If some of this smacks of William Peter Blatty, it should be
remembered that this is a 1938 film based on a pre-World-War-I
play.  THE DYBBUK by S. Anski (a pen name for Shloyme Zanvl
Rappoport), along with THE GOLEM by H. Leivick (a pen name for
Leivick Halper), are perhaps the two best remembered (and most
commonly translated) plays of the great Yiddish Theater.  While
Yiddish folklore has many dybbuk and golem stories, and the play
THE GOLEM was based on an actual legend ("The Golem of Prague"),
THE DYBBUK was an original story involving a legendary type of
demon.  The film retells the story of the play, but remains very
different.  Other than plot there is not much of the play carried
over into the film.

All too commonly constraints of budget and even what appears now
to be inappropriate style rob some scenes of their effect.  Much
of the acting is exaggerated in ways that might have been more
appropriate to silent film or to the stage.  In fact, in some ways
this feels like an entire film done in a style much like the
early, good scenes of the 1931 DRACULA.  Director Michal Waszynski
could well be excused on the grounds that he was making the film
for a very different audience.  However, just occasionally,
a scene will be really supremely well done.  The best sequence of
the film is when Leyele, just before her marriage, is called upon
to dance with the poor of the town, as is traditional.  Leyele is
reluctant and the dance turns into a grotesquery culminating with
Leyele dancing with a figure of death.  The film is a showcase for
Yiddish songs, cantorial singing, and dancing, both traditional
and modern.  Much seems out of place, but this one dance creates
one of the most eerie and effective horror scenes of its decade.

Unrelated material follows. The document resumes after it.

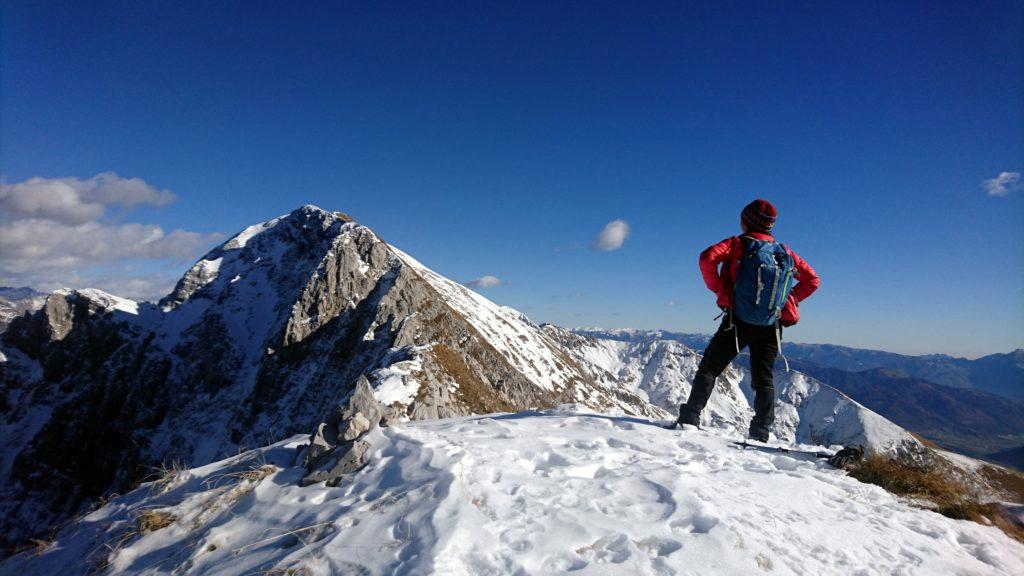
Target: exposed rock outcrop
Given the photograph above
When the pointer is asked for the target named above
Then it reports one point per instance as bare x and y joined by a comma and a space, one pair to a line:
265, 336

THE DYBBUK stands as more than a good horror film.  It is also an
artifact of pre-Holocaust Yiddish film and of Eastern European
Jewish village life.  Curiously, for a Yiddish film some of the
stereotypes that appear could be interpreted as being
anti-Semitic.  We see a miser with exaggerated Jewish features
counting and recounting his coins.  We see what is intended to be
a great Rabbi looking pompous, fat, sloppy, and apparently lazy.
Why a Yiddish film would have such images is open to question.